Adelante, Grissin Bon, con juicio…

L’estate è arrivata e con essa, puntuali, i tormenti e i tormentoni di mercato.

Si susseguono incessantemente tra i quotidiani, i siti, i blog, i profili Facebook scoop, notizie più o meno veritiere di probabili acquisti, di cessioni illustri, di contratti firmati e altri stracciati.

Gli appassionati, come noi, non aspettano altro: siamo come dei drogati (nell’accezione più aulica possibile…) in crisi di astinenza; d’altra parte essere #totalmentedipendenti qualche conseguenza deve pur provocarla!

L’aspetto più divertente di questi 60 giorni “da leoni” è osservare come, sotto l’ombrellone, alcuni di noi diventino d’un tratto dei direttori sportivi. Anzi, di più, tendono a rappresentare la perfetta sintesi tra un coach navigato, un DS consumato, un Presidente degli emirati arabi (l’ottavo emirato Reggio Emilia) e un DG da copertina di Fortune.

Fortunatamente questa trasformazione genetica non colpisce tutti, la maggior parte continua a vestire i panni – già di per sé difficili – del tifoso, appassionato.

In questi giorni ho avuto la sfortuna di assistere sui social network a certe esternazioni da parte di sedicenti tifosi della Grissin Bon da far tremare i polsi e far cadere le……..braccia.

“Con questo non andremo molto lontano…”

“Va bene se l’obiettivo è la salvezza…”

“Dovevamo prendere Ragland altro che un brocco qualsiasi…”

Needham uno dei più bersagliati seguito a ruota dal rientro a casa del figliuol prodigo, Riccardo Cervi.

Credo che un veloce ripasso della nostra storia recente possa essere d’aiuto per capire chi siamo, da dove veniamo e dove ci troviamo.

2010-2011 – 13ª in Legadue.

2011-2012 – 1ª in Legadue,-promossa in Serie A.

2012-2013 – 6ª in Serie A, quarti di finale dei play-off scudetto.

2013-2014 – 7ª in Serie A, quarti di finale dei play-off scudetto.

Vittoria l’EuroChallenge

2014-2015 – 3ª in Serie A, finale dei play off scudetto.

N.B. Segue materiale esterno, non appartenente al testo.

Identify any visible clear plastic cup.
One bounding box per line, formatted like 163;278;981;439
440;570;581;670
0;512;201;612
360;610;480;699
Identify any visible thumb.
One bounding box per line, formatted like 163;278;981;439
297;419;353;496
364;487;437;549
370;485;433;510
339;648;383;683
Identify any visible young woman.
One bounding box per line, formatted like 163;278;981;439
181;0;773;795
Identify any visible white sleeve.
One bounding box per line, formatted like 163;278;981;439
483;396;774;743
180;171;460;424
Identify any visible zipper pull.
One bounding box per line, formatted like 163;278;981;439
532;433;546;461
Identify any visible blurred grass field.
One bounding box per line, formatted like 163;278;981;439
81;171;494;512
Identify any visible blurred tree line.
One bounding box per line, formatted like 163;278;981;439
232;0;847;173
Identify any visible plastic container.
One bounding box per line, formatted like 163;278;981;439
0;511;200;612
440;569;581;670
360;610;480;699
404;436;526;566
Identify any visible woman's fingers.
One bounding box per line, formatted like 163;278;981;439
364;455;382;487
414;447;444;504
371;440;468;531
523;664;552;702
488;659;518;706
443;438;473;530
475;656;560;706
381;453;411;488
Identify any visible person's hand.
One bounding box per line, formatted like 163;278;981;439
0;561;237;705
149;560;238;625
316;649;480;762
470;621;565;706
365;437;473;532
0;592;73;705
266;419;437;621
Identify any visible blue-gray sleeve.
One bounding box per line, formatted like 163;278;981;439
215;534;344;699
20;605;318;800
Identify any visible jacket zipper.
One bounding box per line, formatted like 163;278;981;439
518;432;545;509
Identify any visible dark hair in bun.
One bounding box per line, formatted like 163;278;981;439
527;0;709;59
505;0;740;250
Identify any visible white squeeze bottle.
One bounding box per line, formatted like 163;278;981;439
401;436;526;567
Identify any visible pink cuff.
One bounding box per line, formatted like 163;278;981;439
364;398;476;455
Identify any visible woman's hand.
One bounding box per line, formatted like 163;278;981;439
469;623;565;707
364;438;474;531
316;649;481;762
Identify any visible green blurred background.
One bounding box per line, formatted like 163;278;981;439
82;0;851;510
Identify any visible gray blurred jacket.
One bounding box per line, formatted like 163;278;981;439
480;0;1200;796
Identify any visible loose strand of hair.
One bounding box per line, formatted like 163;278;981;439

2015-2016 – 2ª in Serie A, finale dei play off scudetto;

Vittoria Supercoppa italiana

In meno di un lustro siamo passati dal 13^ posto in Lega A2 a giocarci CONSECUTIVAMENTE due finali scudetto piazzandoci rispettivamente 3 e 2 in regular season.

Mi sovviene un commento: ‘Sti cazzi!

Probabilmente le scelte operate dallo staff biancorosso in questi 5 anni non sono state poi così improvvisate e, sempre probabilmente, un briciolo di fiducia potrebbe essere accordata loro non fosse altro per i risultati ottenuti in questo ultimo biennio che in modo incontrovertibile hanno sentenziato quanto segue: lo staff ha avuto ragione e i criticoni de noantri…torto!

Punto, anzi due punti (cit. Totò).

Ben venga lo scambio di opinioni, ben venga il commento simpatico e/o la critica costruttiva ma entro i limiti della creanza.

La Grissin Bon non è una squadra di basket. È un sogno, una speranza, la vittoria della programmazione sul denaro, la conferma che il gruppo conta più dei singoli, la rappresentazione migliore della nostra città, l’impresa di Davide contro Golia.

Fonti vicine alla proprietà danno molto vicino ad indossare la canotta biancorossa Kobe Bryant…pare voglia rimettersi in gioco un altro annetto…

…si scherza eh…

Buon mercato a tutti. Ma con juicio.